The motivation is to find the functional form of the smoothing kernel (e.g., top-hat, Gaussian, Epanechnikov) that makes $g(x)$ converge to $f(x)$ as fast as possible as we reduce the width $h$ (I appreciate this is not a very precise statement). I would like to avoid comparing a finite set of kernels because the best kernel may not be in my candidate set.
What I've tried...
The explicit form of the KL divergence is $$\begin{aligned} D_{KL}\left(f\Vert g\right) &= \int f(x)\left(\log\frac{f(x)}{g(x)}\right) dx\\ &= \int f(x)\log\left(\frac{f(x)}{\int K_h(x-x')f(x') dx'}\right) dx. \end{aligned}$$ We can expand the log and drop the $f(x)\log f(x)$ term because it does not depend on the kernel. We now seek to minimize $$ -\int f(x) \log \left(\int K_h(x-x') f(x') dx'\right)dx $$ The standard Euler-Lagrange equations don't seem to apply here due to the nested integral inside the $\log$. I've contemplated going through the steps of adding a variational function and deriving a variant of the EL equations for this problem. But I thought I'd check whether this is a standard problem before opening that can of worms.

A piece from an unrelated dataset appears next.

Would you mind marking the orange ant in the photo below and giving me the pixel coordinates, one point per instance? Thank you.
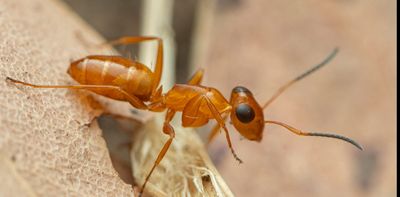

I am also happy to consider $D_{KL}\left(g\Vert f\right)$ if that simplifies things.
Let's rename the "problematic" expression as $$ S[k] := \int\mathrm{d}x\ f(x)\ln\left(\int\mathrm{d}y\ f(y)k(x-y)\right) $$ for the sake of readability. In order to find the stationary "points" of this functional, one has to to set its functional derivative to zero, whose definition in (purely) mathematical books with a little "pertubation" term is usually impractical, that is why it will be preferable to use $$ \frac{\delta}{\delta k} \equiv \frac{\partial}{\partial k} - \frac{\mathrm{d}}{\mathrm{d}x} \frac{\partial}{\partial k'} + \frac{\mathrm{d}}{\mathrm{d}x^2} \frac{\partial}{\partial k''} - \frac{\mathrm{d}}{\mathrm{d}x^3} \frac{\partial}{\partial k'''} + \ldots, $$ which is nothing else than a generalized Euler-Lagrange operator. In the present case, it is simplified to $\frac{\delta}{\delta k} \equiv \frac{\partial}{\partial k}$. Moreover, it is to be noted that $\frac{\delta k(x)}{\delta k(x')} = \delta(x-x')$, where the last $\delta$ represents a Dirac delta. One has then : $$ \begin{array}{rcl} \displaystyle \frac{\delta S[k]}{\delta k(z)} &=& \displaystyle \int\mathrm{d}x\ f(x)\frac{\int\mathrm{d}y\ f(y)\delta(x-y-z)}{\int\mathrm{d}y\ f(y)k(x-y)} \\ &=& \displaystyle \int\mathrm{d}x\ \frac{f(x)f(x-z)}{\int\mathrm{d}y\ f(y)K(x-y)} \\ \end{array} $$ The resulting Euler-Lagrange equation may still be quite hard to solve nonetheless.